Angela Carter was a deeply respectable literary writer despite spending most of her time mining fantasy tropes for short stories. (It's all in where you aim to publish, and how you talk about your work, and what other writers you hang out with.) When I was young, I used to confuse her with Tanith Lee, which is probably deeply ironic for both of them. I don't do that anymore, but I've read a lot more Lee than Carter at this point -- partially because I spent a decade-and-a-half in the SFF mines, where Lee also served, and partially just because Lee wrote more books.

Both of them are dead now -- Carter has been dead since 1992, which surprised me; she's been gone nearly as long as I've been an adult. And both are probably getting slowly forgotten the way the vast majority of dead authors do, with some academics keeping Carter's name alive and some SFF folks doing the same for Lee. (And, of course, vice versa, in what I expect to be somewhat lesser numbers.)

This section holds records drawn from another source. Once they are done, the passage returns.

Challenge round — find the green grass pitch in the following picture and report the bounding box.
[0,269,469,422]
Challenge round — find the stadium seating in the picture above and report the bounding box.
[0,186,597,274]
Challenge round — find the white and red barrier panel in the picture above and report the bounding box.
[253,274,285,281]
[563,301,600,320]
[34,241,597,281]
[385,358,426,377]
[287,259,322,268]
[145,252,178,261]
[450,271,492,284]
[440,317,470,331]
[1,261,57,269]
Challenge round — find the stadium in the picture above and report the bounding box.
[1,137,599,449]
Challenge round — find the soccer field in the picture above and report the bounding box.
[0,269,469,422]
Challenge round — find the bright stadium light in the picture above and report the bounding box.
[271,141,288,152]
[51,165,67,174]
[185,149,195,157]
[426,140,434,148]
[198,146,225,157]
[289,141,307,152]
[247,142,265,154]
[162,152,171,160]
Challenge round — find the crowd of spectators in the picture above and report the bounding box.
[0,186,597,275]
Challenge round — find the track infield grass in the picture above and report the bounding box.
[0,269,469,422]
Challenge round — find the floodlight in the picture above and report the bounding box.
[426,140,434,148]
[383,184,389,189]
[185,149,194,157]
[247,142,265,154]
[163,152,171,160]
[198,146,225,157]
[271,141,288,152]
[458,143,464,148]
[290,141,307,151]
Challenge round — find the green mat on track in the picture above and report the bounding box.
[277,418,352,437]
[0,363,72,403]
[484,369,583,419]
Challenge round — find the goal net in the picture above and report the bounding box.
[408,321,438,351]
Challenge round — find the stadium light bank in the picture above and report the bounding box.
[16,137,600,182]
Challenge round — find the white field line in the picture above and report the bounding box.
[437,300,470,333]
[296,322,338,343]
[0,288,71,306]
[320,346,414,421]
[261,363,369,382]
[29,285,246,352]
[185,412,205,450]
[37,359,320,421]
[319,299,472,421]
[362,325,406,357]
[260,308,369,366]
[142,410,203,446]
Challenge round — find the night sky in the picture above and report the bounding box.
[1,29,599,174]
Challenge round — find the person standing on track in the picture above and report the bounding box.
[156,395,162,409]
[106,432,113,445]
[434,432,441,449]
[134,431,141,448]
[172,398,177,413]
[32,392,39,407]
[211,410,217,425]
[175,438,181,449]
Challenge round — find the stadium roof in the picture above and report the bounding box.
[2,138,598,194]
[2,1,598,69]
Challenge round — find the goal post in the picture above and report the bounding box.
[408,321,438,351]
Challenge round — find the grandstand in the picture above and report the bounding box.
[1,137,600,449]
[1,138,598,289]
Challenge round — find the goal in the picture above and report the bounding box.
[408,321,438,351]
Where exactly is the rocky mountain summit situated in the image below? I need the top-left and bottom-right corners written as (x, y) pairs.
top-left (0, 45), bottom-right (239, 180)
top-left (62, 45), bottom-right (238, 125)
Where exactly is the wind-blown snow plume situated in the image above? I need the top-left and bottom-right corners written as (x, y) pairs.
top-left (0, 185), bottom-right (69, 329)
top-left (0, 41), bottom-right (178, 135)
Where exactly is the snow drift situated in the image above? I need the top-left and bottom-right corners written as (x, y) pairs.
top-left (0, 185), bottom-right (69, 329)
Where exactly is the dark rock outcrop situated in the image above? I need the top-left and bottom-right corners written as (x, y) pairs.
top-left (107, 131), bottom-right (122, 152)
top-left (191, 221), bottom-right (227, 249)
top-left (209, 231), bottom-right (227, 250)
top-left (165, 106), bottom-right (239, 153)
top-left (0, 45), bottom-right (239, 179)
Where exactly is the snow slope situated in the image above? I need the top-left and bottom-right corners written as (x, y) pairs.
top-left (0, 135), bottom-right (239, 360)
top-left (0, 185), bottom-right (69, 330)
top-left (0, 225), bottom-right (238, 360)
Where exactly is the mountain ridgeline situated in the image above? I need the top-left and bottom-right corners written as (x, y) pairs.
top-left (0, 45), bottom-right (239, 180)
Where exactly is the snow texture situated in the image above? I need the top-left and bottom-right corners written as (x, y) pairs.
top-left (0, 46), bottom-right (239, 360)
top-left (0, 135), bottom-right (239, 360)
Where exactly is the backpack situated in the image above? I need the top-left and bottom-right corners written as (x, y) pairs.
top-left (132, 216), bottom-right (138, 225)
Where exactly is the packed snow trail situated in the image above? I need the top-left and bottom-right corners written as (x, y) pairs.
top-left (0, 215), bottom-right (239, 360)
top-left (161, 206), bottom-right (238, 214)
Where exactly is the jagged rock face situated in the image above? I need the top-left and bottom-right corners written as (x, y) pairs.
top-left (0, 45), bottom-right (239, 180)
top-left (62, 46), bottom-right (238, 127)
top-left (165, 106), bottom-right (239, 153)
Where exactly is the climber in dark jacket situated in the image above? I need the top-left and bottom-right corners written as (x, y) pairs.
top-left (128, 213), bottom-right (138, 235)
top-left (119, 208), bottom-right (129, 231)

I didn't read a Lee book to compare here; I just always think of her when I think of Carter -- old habits die hard -- so she snuck into this review, even though I don't really have anything to say about her.

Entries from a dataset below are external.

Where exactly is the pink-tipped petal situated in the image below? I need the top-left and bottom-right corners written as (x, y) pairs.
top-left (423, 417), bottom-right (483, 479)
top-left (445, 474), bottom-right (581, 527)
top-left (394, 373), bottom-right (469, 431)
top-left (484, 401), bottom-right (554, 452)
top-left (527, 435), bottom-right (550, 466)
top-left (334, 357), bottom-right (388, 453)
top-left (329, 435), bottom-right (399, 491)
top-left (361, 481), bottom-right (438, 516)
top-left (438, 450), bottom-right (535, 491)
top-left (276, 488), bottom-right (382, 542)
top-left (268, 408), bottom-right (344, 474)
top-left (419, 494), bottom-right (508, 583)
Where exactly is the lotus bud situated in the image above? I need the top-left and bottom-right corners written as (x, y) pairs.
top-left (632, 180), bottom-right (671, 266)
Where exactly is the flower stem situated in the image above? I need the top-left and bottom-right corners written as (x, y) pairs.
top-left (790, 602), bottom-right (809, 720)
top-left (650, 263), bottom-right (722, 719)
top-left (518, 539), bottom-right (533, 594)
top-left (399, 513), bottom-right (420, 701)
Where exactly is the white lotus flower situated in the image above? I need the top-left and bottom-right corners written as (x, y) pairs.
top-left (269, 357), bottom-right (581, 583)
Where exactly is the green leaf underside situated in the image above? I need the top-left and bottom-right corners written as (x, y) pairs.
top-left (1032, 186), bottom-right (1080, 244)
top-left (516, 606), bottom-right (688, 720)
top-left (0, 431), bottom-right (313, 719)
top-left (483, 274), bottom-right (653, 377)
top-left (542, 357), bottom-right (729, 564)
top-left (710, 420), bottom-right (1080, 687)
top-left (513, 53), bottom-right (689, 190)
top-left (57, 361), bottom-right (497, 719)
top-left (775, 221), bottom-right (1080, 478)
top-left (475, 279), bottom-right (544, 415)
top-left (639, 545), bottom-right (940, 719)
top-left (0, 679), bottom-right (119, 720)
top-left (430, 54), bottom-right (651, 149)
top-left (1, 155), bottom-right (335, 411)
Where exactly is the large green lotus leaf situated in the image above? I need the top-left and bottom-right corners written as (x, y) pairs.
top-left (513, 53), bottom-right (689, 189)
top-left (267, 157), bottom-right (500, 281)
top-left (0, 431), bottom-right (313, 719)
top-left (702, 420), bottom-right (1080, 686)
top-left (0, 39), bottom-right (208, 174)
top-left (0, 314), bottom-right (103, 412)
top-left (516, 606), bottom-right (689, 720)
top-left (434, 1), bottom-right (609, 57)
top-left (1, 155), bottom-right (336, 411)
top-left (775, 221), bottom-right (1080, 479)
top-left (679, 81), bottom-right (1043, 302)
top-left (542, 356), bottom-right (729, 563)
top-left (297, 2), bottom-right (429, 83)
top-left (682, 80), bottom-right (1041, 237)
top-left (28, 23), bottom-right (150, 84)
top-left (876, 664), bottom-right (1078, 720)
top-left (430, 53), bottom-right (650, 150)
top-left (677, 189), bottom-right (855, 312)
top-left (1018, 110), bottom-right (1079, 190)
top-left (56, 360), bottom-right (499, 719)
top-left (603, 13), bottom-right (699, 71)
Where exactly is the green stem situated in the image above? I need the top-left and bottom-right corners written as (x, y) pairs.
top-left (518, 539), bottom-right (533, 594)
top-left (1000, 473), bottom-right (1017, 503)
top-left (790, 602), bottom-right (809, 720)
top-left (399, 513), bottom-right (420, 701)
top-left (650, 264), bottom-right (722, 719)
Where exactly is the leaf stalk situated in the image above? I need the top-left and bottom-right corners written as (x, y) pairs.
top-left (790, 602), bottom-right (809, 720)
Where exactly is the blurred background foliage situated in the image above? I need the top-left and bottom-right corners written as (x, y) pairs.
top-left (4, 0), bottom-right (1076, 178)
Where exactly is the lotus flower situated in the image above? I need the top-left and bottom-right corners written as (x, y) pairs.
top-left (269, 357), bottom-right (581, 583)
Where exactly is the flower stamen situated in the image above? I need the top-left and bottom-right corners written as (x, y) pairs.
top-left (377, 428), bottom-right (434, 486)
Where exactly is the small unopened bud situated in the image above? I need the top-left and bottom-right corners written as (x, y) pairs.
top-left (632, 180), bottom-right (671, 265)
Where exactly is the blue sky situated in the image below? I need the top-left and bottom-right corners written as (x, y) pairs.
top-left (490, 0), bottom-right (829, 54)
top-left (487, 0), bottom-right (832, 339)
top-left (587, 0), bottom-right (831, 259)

But how much do I have to say about Carter, or about this very slim story collection, Saints and Strangers? (The British among you may be confused -- the same book is called Black Venus on your side of the pond.) It was the third of the three collections Carter published during her life, published in 1986 and containing eight stories that originally came out in the decade previous -- two of them in Interzone, which tends to dent my claims a few paragraphs above.

And those stories are all about other things, all literary retellings of real lives or folktales or legend. It leads off with a story about Lizzie Borden, set at the moment of dawn on the day her father is killed. Other stories focus on a woman abducted by Indians in the early American wilderness (and captured back, worse luck), on the miserable blasted death of Edgar Allen Poe, on the events before A Midsummer Night's Dream, and on Baudelaire's muse. There is a retelling of "Peter and the Wolf," and another fable-story called "The Kitchen Child," which is probably an altered version of something else.

All of this is told in tightly keyed-up prose, besotted with its own long wonderful words, and all of the stories are much happier to wax rhapsodic on images and ideas than to actually move any kind of plot forward. They're mostly about moments than stories, about the frozen point before something happens. It's the kind of prose where some readers -- me, for example -- can only read one story at a time, and then need to do something else. It's very literary writing, full of effects and portents and emotion and tumult. They're tiring stories in several ways, and I wouldn't recommend them to most readers.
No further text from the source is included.